Assistant Superintendent of Finance Randy Charles, who serves as the district’s chief financial officer, told board members the bidding process for the district’s triple-option insurance plan would take he and File about 60 days to complete. Charles acted as a facilitator of the insurance committee.

Christopher told Charles that the school board did not want employees’ benefits to change through the bidding process, referring to board discussion from its May 11 meeting.

“I would agree with that because (of) the work that the insurance committee went through. They believe that when you balance the proposed plan design against the proposed premiums … each option stands alone,” Charles said.

“It’s self-funded. It’ll cover the costs and it won’t matter if people shift from option A to B or vice versa or take the third new option. Each one is designed to stand alone. So, I think we would agree with you if we bid this out, take the plan out as it currently exists and see what kind of offers we get,” he added.
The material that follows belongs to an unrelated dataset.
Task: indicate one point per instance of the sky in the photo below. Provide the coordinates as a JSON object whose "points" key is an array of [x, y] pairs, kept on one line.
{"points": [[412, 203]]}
However, File warned, “And again the offers will have very little to do with plan design. The offers only have to do with what they’re going to pay for administration and risk.”

Board member Tom Correnti, who opposed beginning a bidding process for the district’s insurance coverage and was the sole board member to vote “no” during a roll-call vote, asked File how much risk would be involved while changing coverage at the beginning of the year.
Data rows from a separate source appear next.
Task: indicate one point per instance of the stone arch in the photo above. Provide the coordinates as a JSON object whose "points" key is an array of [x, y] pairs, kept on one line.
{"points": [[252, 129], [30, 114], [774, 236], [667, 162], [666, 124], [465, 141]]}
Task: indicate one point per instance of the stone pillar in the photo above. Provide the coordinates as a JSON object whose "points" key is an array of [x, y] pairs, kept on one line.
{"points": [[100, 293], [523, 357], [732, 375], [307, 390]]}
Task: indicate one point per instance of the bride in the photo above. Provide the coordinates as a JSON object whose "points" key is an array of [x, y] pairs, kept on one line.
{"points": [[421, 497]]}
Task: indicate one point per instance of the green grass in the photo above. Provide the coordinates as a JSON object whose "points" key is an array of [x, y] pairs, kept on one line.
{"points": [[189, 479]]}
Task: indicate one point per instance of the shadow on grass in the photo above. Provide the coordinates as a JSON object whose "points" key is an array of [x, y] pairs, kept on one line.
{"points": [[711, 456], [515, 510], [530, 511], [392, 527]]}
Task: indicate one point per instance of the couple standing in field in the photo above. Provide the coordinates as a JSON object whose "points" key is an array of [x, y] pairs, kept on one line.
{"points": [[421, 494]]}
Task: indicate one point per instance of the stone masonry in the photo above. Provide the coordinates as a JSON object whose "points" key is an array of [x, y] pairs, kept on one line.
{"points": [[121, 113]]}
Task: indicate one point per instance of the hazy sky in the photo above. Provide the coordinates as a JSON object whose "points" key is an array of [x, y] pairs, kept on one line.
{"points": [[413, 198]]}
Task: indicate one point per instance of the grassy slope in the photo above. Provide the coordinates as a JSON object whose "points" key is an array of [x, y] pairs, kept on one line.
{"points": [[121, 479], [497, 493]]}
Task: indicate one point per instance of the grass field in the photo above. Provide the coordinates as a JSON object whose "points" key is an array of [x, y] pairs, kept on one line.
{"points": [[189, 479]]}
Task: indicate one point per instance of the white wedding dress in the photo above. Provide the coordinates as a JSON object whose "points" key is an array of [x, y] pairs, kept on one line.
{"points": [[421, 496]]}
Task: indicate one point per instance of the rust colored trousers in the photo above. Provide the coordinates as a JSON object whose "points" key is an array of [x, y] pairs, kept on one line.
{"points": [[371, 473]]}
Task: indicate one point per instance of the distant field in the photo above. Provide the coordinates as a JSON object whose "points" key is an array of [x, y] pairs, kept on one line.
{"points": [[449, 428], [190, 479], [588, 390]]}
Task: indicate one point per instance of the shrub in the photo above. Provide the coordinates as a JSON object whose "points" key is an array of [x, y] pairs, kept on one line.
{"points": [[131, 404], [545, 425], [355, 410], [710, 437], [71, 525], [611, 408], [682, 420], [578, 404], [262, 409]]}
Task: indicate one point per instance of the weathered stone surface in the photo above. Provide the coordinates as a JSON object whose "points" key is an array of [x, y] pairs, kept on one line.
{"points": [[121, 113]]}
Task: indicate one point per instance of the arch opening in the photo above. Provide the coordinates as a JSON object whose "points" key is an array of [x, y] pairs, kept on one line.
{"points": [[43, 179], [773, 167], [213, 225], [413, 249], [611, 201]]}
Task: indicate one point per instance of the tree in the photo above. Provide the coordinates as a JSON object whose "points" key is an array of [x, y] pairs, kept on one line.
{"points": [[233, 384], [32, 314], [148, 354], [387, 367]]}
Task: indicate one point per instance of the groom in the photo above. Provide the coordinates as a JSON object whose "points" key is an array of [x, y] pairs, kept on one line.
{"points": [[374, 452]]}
File said it would have no effect since a contract does not have to be in place until Oct. 1, adding, “I think we’re still in OK shape. We’ll get it back in 60 days and then we can do the evaluations and put it in front of the insurance committee in … 40 days … and have it all analyzed and have another recommendation in 60.”

Since meeting the Oct. 1 deadline is crucial for the district, Christopher said that if the district is going to put the insurance up for bid, it has to do it now.

While Correnti believed saving every possible dollar is important for the district, he told the Call he voted against issuing an RFP for district insurance because of his respect for the insurance committee’s efforts.

“I was really happy with all of the diligent work of the committee,” he said after the meeting. “… I’ve been just concerned with the ease of our insurance … I thought they (the insurance committee) worked hard. I thought everybody worked very hard and I thought they did a really good job — and at this late moment, we are going back out (to bid).”

During the meeting, Correnti asked File, “Would you take UHC (UnitedHealthcare) for yourself and your family?”

“In a heartbeat,” File answered. “I think the employees and judging by the insurance committee’s comments — they’re happy with UnitedHealthcare. Even if there is a transition in the administration, there’s going to be a different administrator. There’s going to be a different network …

“There’s all these transitions. And that’s not a painless transition. There will be issues. But that goes along with changing. Anytime you make a change, there’s going to be those issues,” he added.

Correnti said File’s answer impressed him and influenced his “no” vote.

“It’s like those telemarketers that call up and say, ‘I want you to buy this credit card,'” Correnti explained. “Do you have this credit card? ‘Well, no.’ Then why do you want me to buy this credit card?

“So, if I’ve got somebody who is moving the product, who would own the product — So I got him owning the product, I’ve got him saying that we’re going to try and save as much as we can. The basis of the entire policy is going to stay the same …

“And I really believed him when he said we could get this product back to everybody in due time, nobody’s going to have a problem. I felt OK with that, but my vote ‘no’ was so that I wanted to show the respect to the people who worked really hard at it,” he said.